The roll-out of the first Bell 30 took place on 24 December, 1942; a secretary broke a bottle of champagne on the fuselage and the aircraft was named Genevieve.
On this day, the engine was run up at 150 rpm. The maiden flight occurred on 29 December when pilot Arthur Young flew the tethered Bell 30 model at an altitude of 5 ft; the same day Floyd Carlson also flew the aircraft. Early in January 1943, the prototype was victim of an accident and its pilot, Bob Stanley, was badly hurt. The aircraft was repaired and on 26 June, 1943, the cable was removed and Carlson took Bell 30 on its first free flight. The aircraft performed well and by July 1943 was flying at speeds of over 70 mph. At this time, a three-wheeled undercarriage was installed, the fuselage was covered and the aircraft was painted blue overall, so that it could be used for demonstration flights.
Several modifications on Bell 30 No.1 were introduced in the second aircraft: new undercarriage, semimonocoque fuselage and new tail rotor mounting, but the most noticeable change was the enclosed cockpit, with car-like doors, for the pilot and one passenger. Unfortunately a setback occurred in September 1943 when the No.1 crashed with Carlson at the controls. Carlson was unhurt but the badly damaged aircraft had to be rebuilt. It was flying again within six months. Thus, in late September 1943, aircraft No.2 replaced No.1 as the test vehicle. One of the first passengers to fly in this aircraft was Larry Bell.
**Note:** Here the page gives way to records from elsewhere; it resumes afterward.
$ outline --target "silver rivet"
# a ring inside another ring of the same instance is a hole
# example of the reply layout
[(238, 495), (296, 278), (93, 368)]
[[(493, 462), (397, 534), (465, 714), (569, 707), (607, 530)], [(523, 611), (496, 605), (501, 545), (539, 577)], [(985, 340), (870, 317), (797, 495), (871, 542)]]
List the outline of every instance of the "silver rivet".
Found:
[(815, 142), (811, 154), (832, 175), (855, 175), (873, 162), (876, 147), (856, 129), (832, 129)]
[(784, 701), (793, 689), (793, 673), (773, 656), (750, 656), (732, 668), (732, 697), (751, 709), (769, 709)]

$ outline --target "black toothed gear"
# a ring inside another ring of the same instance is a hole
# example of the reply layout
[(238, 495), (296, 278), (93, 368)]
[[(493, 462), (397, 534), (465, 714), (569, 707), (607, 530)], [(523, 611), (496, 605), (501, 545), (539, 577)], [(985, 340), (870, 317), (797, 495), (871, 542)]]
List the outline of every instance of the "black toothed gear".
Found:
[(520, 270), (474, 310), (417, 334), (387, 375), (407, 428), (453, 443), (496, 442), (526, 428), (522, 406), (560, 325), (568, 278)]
1944, the construction of a third Bell 30 helicopter had begun. Among the several improvements introduced on this machine were a four-wheel undercarriage, an advanced instrument panel and a tubular tailboom, but it retained the open cockpit of No.1. This helicopter flew for the first time on 25 April, 1945, and performed well, so well that it proved to be the best of the trio to demonstrate, but the open cockpit was a real handicap. To overcome this Young had the idea of covering the cockpit with a Plexiglass bubble thus providing both comfort and outstanding visibility for pilot and passenger. The shape of this aircraft was now very near to that of the Model 47 (or H-13, military version of model 47).
Two of the Bell 30s are still in existence: first is on display at the National Air and Space Museum and second is owned by Buffalo and Erie County Historical Society Museum, Amhurst, New York.